「難しい楽器」として名高いバオイリン。興味はあるものの一歩踏み出すにはもう少し情報が欲しい、と考えておられる方は多いようです。
インターネットは本当に便利で、普段なら知り合うはずもない人から意見を聞けたり、手軽に価格を調べたりできます。
しかし人の意見ほど無責任で偏ったものはありません。中には「大人になってからはやっても無駄なので諦めてください」なんてものすごい意見まであるほどです。
もしあなたのお知り合いに音楽、楽器を趣味や生業にされている人がいたら、あなたの気持ちを素晴らしいことだと喜び、応援してくれることでしょう。
誰だって、共通の趣味や趣向を持つ人が増えるのは嬉しいことです。自分の知る素晴らしい世界を共有したいと思うのはとても自然な気持ちです。この世のいかなる富も楽しみも、共有できる誰かが居てこそなのです。
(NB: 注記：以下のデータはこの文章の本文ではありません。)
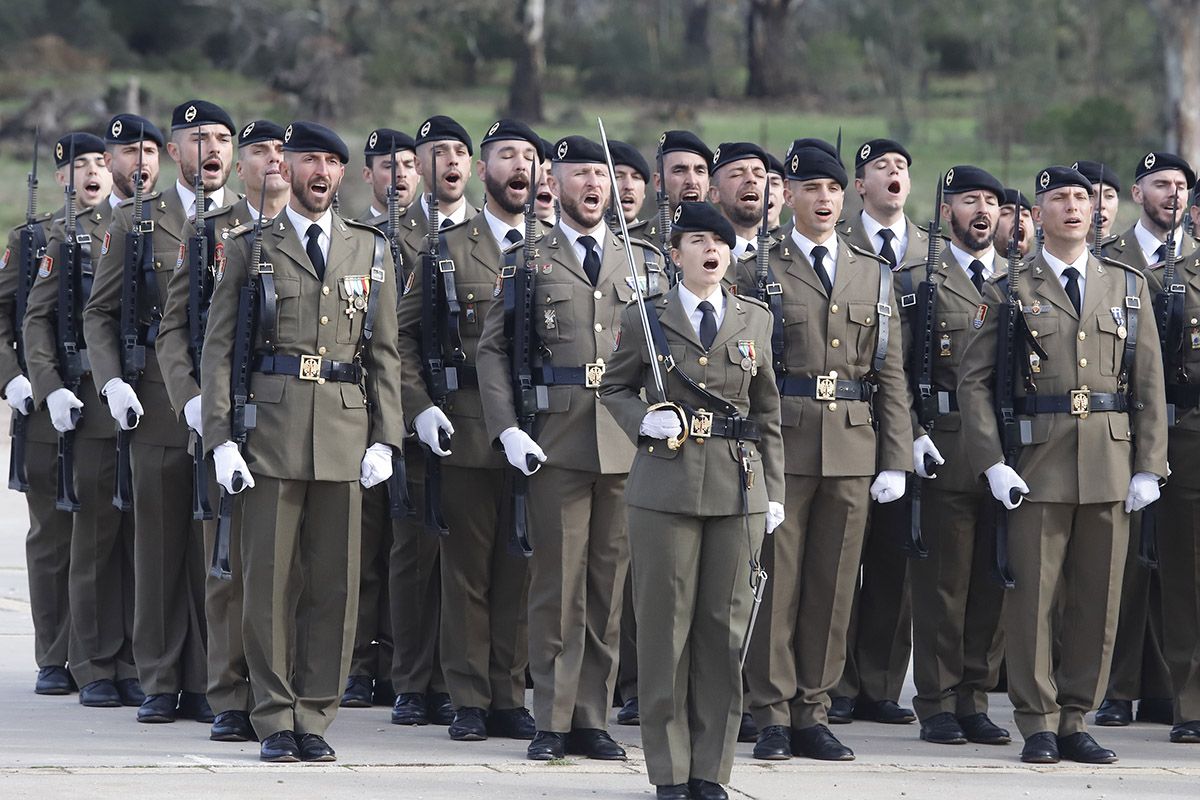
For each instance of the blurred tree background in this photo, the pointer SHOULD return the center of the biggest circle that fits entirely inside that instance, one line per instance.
(1011, 84)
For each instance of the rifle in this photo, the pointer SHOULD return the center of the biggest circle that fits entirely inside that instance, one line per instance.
(33, 246)
(71, 358)
(439, 378)
(199, 293)
(133, 352)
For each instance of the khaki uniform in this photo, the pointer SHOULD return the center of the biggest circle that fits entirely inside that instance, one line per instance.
(576, 505)
(832, 450)
(101, 572)
(690, 543)
(300, 522)
(1071, 534)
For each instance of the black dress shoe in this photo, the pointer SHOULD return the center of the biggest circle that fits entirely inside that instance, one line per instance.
(100, 695)
(594, 743)
(468, 725)
(942, 729)
(439, 708)
(280, 747)
(774, 744)
(1114, 714)
(159, 708)
(820, 744)
(232, 726)
(409, 709)
(628, 714)
(53, 680)
(841, 710)
(982, 731)
(358, 693)
(1083, 749)
(316, 749)
(130, 691)
(546, 746)
(1041, 749)
(706, 789)
(195, 705)
(511, 723)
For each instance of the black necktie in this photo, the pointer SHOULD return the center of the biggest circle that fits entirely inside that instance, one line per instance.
(886, 251)
(1072, 276)
(313, 248)
(591, 260)
(819, 256)
(707, 323)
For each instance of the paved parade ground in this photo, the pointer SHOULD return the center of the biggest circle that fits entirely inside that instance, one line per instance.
(53, 747)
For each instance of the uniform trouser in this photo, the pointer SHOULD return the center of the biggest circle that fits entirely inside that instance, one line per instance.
(484, 590)
(47, 558)
(1179, 563)
(168, 566)
(101, 570)
(1079, 549)
(1139, 669)
(957, 605)
(693, 599)
(880, 637)
(813, 560)
(576, 576)
(372, 633)
(300, 571)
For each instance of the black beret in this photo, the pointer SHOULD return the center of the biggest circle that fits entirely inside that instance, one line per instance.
(1156, 162)
(730, 151)
(509, 130)
(312, 137)
(964, 178)
(624, 154)
(579, 150)
(1097, 173)
(876, 148)
(195, 113)
(1053, 178)
(76, 144)
(125, 128)
(259, 131)
(684, 142)
(443, 128)
(693, 217)
(384, 142)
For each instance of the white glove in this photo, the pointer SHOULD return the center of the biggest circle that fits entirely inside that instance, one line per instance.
(888, 486)
(774, 516)
(121, 400)
(660, 425)
(427, 425)
(1002, 479)
(376, 465)
(192, 415)
(517, 445)
(18, 392)
(228, 462)
(1143, 491)
(921, 447)
(61, 402)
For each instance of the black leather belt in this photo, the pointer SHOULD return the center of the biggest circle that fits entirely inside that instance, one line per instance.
(309, 367)
(1080, 402)
(825, 388)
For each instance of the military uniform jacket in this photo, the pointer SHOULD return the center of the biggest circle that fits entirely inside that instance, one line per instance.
(839, 334)
(1074, 459)
(701, 477)
(576, 323)
(307, 429)
(41, 320)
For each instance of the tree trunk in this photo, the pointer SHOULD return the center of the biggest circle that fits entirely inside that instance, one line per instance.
(528, 76)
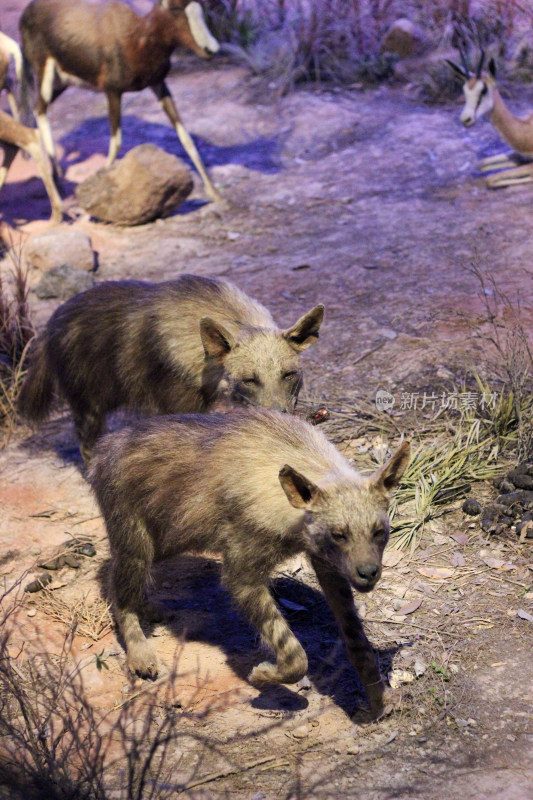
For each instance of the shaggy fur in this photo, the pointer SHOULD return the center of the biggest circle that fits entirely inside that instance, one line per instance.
(178, 346)
(256, 487)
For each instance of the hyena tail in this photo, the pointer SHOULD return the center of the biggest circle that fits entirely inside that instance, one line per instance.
(38, 389)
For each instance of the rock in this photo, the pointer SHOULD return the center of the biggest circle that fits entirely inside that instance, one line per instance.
(57, 247)
(405, 39)
(301, 731)
(145, 185)
(494, 511)
(505, 486)
(471, 507)
(63, 282)
(520, 479)
(42, 580)
(520, 496)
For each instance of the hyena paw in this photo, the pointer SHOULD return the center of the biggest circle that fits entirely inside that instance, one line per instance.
(266, 672)
(142, 661)
(153, 613)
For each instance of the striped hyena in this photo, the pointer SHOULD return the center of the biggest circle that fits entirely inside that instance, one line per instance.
(179, 346)
(257, 487)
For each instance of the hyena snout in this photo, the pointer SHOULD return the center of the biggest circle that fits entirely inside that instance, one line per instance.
(366, 575)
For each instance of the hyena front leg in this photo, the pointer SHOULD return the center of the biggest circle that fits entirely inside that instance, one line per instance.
(258, 605)
(88, 423)
(338, 593)
(132, 560)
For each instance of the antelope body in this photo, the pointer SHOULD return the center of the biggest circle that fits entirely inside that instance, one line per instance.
(482, 98)
(256, 487)
(179, 346)
(109, 48)
(10, 49)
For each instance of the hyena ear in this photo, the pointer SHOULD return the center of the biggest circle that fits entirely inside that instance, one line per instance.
(458, 71)
(301, 492)
(387, 477)
(217, 341)
(305, 331)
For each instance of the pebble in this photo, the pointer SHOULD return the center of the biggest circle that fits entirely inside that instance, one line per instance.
(471, 507)
(301, 731)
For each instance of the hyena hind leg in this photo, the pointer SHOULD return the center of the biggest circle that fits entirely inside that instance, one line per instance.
(258, 605)
(131, 570)
(89, 423)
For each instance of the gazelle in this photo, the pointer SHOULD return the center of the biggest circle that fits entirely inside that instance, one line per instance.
(482, 97)
(13, 137)
(10, 49)
(109, 48)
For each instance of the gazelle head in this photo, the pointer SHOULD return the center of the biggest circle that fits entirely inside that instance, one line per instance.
(478, 88)
(190, 26)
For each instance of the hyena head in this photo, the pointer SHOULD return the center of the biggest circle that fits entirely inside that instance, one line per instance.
(259, 367)
(347, 524)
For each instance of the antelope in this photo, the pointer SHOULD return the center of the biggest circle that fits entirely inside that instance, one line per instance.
(10, 49)
(109, 48)
(13, 137)
(483, 98)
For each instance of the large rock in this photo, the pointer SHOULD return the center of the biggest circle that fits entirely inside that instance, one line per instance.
(57, 247)
(405, 39)
(146, 184)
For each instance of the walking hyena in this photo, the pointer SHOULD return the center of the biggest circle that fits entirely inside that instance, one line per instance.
(178, 346)
(257, 487)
これから始める人へ高度な話題を持ちかける人もいますが、聞く側もまた、難しく考えすぎているかもしれません。
まず、趣味で何かを始めようとしたとき「いくらかかるだろう、どんな練習がいるんだろう、何年でどのくらい上達するんだろうか」と心配になるのは当然です。
しかし例えば「定年後に時間ができたから山登りがしたい」と言ったとき、「危険だから覚悟が無いならやめておけ」や、「装備は100万円くらいが最低ライン」、「標高4,000m以上では・・・」、「垂直氷壁でのスタンスは・・・」なんて話をするでしょうか?
また趣味でサイクリングを楽しみたいと思ったとき、「ちゃんと乗れるだろうか?」や、「競輪学校の人はどんな練習をしてるの?」、「フランスと日本の違いは?」、「トライアスロンで使うチェンジレバーは?」なんて考えるでしょうか。
書道を習いたいと思ったとき、「今更遅いから、やめておけ」なんて言う人がいるでしょうか?
あなたにはあなたの心地良い楽しみかたが必ずあります。ヴァイオリンの世界もそう。あなたが今思っている以上に、とても幅広く柔軟で楽しくやっていける魅力あふれる世界です。
私はいつも、「何からやって良いか分からないなら、できることから始めてください」と言います。
本を買う、楽器を見に行く、レッスンの見学に行く、楽譜を買う、ビデオを見てみる、友人知人にそんな人がいないか聞いてまわる。
何かできるはずです。そうしているうちに、気付いたらかなり進んでいるでしょう。あとは勢いのついた車のようなもの、止めるにもエネルギーが要ります。
発表会の話もあれば、合奏の話も来るでしょう。ひょっとしたら驚くほど早く楽団へ誘われるかもしれません。そのとき恥ずかしければ遠慮して、あなたなりに楽しめば良いのです。そうして手に入れた音楽は生涯の友となり、代えがたい宝物になるでしょう。
あなたがこの素晴らしい楽器をはじめるよう、心から応援いたします。